502. All’articolo 1, comma 450, della legge 27 dicembre 2006, n. 296, sono apportate le seguenti modificazioni: a) le parole: «Dal 1º luglio 2007,» sono soppresse; b) al primo periodo, dopo le parole: «per gli acquisti di beni e servizi» sono inserite le seguenti: «di importo pari o superiore a 1.000 euro e»; c) al secondo periodo, dopo le parole: «per gli acquisti di beni e servizi di importo » sono inserite le seguenti: «pari o superiore a 1.000 euro e».

Circolare_36_E_Agenzia_delle_Entrate_6_12_2006.pdf
Risoluzione_n_96_del_2013.pdf

VERIFICA OBBLIGATORIA PER ACQUISTI SUL MEPA

Per riconfermare L’OBBLIGO del controllo dell’aggiudicatario di una gara attraverso il MEPA riporto la comunicazione fatta dall’ANAC

 

Oggetto: Richiesta di chiarimenti  in merito alle modalità di verifica dei requisiti ex art. 38 del d.lgs.  163/2006 sull’aggiudicatario di una gara esperita sul Mercato Elettronico della  Pubblica Amministrazione (MePA).

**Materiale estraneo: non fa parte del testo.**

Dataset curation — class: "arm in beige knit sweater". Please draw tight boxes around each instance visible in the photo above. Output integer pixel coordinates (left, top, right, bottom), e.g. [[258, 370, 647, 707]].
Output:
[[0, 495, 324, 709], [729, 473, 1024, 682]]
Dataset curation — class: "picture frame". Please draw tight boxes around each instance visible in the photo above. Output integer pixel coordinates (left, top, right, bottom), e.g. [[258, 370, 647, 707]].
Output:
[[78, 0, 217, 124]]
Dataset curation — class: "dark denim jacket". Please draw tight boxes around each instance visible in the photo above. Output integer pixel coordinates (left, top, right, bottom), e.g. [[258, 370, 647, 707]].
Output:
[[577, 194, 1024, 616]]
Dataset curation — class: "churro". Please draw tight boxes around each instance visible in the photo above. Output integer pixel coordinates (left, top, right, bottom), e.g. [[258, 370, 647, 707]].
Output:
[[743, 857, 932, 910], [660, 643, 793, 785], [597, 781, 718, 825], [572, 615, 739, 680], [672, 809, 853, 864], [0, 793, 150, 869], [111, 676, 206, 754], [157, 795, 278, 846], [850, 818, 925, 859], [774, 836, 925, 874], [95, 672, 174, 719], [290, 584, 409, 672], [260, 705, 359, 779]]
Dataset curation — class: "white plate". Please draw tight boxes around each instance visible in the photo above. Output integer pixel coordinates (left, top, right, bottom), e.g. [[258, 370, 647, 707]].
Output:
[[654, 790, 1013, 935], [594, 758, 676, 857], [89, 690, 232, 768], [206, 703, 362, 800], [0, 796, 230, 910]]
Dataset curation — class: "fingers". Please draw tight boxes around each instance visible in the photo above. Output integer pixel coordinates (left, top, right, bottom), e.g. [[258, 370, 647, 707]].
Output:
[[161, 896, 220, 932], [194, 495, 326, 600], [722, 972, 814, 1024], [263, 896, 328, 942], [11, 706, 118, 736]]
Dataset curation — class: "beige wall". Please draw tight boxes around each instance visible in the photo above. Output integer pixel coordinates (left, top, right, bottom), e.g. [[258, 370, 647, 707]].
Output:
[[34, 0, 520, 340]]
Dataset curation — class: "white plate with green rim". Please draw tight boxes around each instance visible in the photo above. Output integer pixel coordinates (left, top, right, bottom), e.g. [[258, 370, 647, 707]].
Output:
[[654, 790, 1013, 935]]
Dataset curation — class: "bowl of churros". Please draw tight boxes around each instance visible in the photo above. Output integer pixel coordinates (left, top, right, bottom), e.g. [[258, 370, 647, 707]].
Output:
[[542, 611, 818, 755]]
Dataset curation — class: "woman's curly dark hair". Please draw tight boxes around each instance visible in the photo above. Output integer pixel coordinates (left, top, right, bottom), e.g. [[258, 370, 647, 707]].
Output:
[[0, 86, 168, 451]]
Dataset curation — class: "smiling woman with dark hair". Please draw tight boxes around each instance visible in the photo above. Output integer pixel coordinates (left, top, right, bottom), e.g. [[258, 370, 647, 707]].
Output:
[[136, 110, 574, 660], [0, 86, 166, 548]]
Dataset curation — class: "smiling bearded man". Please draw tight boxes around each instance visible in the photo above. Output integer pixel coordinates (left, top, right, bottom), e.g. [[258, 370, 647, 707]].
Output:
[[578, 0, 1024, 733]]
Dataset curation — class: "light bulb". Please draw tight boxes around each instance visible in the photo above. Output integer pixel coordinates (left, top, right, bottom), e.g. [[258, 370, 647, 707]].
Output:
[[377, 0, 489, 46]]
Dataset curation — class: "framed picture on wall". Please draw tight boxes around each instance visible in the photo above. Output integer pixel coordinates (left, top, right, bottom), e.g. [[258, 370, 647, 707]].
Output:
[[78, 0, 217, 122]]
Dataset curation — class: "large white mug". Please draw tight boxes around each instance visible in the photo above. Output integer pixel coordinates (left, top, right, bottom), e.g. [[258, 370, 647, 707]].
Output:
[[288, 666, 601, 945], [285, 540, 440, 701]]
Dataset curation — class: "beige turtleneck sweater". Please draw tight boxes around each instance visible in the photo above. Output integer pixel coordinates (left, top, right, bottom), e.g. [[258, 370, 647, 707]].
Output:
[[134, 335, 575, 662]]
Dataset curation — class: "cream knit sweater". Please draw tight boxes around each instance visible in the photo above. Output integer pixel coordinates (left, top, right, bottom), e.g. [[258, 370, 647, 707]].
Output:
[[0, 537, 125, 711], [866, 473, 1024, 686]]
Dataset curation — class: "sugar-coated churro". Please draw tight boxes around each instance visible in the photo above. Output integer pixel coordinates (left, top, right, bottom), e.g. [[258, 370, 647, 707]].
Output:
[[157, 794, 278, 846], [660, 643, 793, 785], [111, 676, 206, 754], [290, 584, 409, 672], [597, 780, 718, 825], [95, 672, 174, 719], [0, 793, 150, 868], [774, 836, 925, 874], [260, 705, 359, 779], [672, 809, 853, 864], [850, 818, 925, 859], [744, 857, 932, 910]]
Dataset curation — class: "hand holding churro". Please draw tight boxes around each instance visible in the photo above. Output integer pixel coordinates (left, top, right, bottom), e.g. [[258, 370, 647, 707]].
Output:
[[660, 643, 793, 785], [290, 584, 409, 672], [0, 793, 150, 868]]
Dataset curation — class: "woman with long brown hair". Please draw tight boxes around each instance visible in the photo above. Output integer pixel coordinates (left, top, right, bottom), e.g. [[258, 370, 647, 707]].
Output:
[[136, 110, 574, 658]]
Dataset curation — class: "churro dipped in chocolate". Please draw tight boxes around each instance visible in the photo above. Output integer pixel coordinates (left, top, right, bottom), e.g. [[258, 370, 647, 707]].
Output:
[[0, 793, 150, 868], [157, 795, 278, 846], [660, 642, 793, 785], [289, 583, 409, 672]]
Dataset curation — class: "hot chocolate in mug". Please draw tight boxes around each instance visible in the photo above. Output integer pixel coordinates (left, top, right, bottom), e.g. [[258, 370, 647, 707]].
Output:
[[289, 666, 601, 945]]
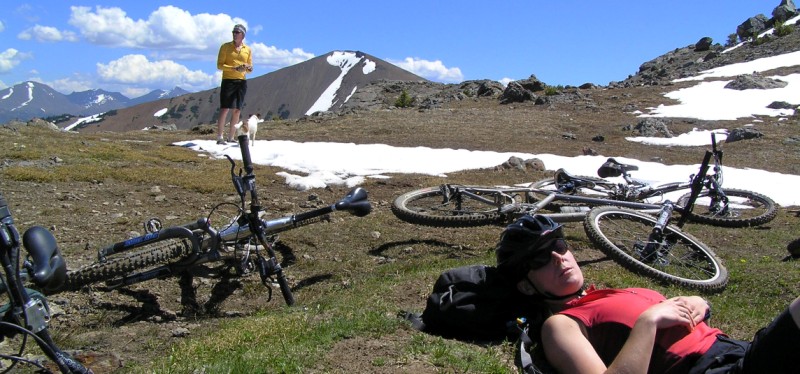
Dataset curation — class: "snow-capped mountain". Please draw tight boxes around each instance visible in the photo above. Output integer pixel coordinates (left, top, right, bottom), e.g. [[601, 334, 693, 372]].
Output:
[[128, 87, 191, 106], [0, 82, 79, 122], [67, 89, 130, 113], [80, 51, 428, 131], [0, 81, 188, 123]]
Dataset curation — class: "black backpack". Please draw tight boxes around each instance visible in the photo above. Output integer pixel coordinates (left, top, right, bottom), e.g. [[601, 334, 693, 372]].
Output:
[[403, 265, 554, 374], [418, 265, 536, 340]]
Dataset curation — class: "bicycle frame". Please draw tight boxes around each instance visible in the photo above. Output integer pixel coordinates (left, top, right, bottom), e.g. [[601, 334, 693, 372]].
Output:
[[0, 194, 90, 373], [440, 151, 714, 227], [556, 132, 728, 203], [70, 135, 372, 305]]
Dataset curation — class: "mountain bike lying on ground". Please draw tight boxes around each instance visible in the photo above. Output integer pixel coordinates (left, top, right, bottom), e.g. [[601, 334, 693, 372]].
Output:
[[531, 133, 778, 227], [58, 135, 372, 305], [0, 193, 91, 373], [392, 145, 728, 291]]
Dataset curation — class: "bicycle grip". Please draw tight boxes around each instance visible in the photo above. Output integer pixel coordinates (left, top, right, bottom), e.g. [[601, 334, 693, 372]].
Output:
[[276, 272, 294, 306], [238, 135, 253, 174]]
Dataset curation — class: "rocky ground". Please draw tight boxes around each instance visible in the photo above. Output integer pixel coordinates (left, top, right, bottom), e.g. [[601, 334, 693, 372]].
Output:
[[0, 78, 800, 372], [0, 19, 800, 372]]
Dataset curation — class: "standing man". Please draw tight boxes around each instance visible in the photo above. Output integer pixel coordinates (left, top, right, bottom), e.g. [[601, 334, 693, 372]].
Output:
[[217, 24, 253, 144]]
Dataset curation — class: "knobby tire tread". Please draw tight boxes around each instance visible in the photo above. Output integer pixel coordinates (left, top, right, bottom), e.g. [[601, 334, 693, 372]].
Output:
[[584, 206, 728, 292], [60, 240, 192, 291], [392, 186, 503, 227], [678, 188, 778, 227]]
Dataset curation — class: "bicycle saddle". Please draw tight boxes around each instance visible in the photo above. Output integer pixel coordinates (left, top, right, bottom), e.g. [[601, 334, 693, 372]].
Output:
[[22, 226, 67, 291], [553, 168, 595, 194], [597, 158, 639, 178]]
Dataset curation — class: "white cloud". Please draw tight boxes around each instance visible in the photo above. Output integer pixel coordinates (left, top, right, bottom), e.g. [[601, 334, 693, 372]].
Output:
[[0, 48, 31, 73], [69, 5, 242, 52], [17, 25, 78, 42], [97, 54, 214, 89], [388, 57, 464, 83]]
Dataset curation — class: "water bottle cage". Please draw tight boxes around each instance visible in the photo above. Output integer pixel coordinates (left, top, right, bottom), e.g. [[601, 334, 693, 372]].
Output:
[[20, 298, 50, 333]]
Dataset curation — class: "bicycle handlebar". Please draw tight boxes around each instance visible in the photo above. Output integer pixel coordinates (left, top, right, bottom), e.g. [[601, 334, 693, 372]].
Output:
[[0, 193, 92, 373]]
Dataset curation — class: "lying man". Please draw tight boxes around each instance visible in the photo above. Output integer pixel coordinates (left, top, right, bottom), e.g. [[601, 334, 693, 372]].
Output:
[[495, 215, 800, 373]]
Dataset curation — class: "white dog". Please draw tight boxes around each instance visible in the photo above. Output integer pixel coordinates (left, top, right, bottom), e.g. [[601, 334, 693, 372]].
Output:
[[236, 113, 261, 147]]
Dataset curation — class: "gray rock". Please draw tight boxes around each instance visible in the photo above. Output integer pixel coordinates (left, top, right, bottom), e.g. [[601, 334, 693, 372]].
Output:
[[725, 127, 764, 143]]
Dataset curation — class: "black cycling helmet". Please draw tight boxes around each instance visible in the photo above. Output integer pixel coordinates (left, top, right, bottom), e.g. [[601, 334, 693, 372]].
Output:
[[495, 214, 564, 281]]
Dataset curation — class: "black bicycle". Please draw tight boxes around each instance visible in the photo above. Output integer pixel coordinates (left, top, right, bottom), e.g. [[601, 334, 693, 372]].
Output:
[[531, 133, 778, 227], [392, 151, 728, 291], [0, 193, 91, 373], [55, 135, 372, 305]]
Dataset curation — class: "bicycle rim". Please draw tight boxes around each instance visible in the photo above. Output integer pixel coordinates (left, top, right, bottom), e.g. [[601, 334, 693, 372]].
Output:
[[678, 188, 778, 227], [584, 206, 728, 291], [392, 185, 514, 227]]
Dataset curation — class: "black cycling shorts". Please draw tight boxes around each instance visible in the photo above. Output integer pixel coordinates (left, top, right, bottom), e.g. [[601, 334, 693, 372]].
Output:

Sono  stati chiesti chiarimenti in merito alle modalità di verifica dei requisiti  generali ex art. 38 del d.lgs. 163/06 in capo all’aggiudicatario di una gara  esperita sul Mercato Elettronico della Pubblica Amministrazione (MePA) con la  modalità «richiesta di offerta» (RDO). 
Sul  punto si evidenzia che, con riferimento alle gare gestite con modalità  telematiche, Consip, in qualità di gestore del MePA, ai sensi dell’art. 71 del  d.p.r. 445/2000, effettua controlli sulla veridicità delle dichiarazioni  sostitutive in ordine al possesso dei requisiti di carattere generale, rese  dagli operatori economici in fase di abilitazione al MePA e rinnovate ogni sei  mesi. A tal fine procede a verifiche a campione o in caso di sospetto sulla  veridicità delle autocertificazioni rese dai partecipanti, presso le  amministrazioni competenti (INPS, INAIL, Agenzia delle Entrate, Casellario  giudiziale, ecc.) Detti controlli valgono ai fini della partecipazione degli  operatori economici alle procedure di affidamento.
La  singola stazione appaltante, invece, è tenuta a svolgere le verifiche in ordine  al possesso dei requisiti di ordine generale esclusivamente nei confronti del  soggetto aggiudicatario della singola RDO. A tal fine potrà avvalersi del  sistema AVCpass, come precisato nel Comunicato del Presidente del 12 giugno  2013, utilizzando la modalità di interazione «web based» (ossia mediante connessione al sistema AVCpass via web) secondo  le indicazioni fornite nel Manuale d’uso dell’applicazione e previa  registrazione della stazione appaltante medesima e degli operatori economici  partecipanti.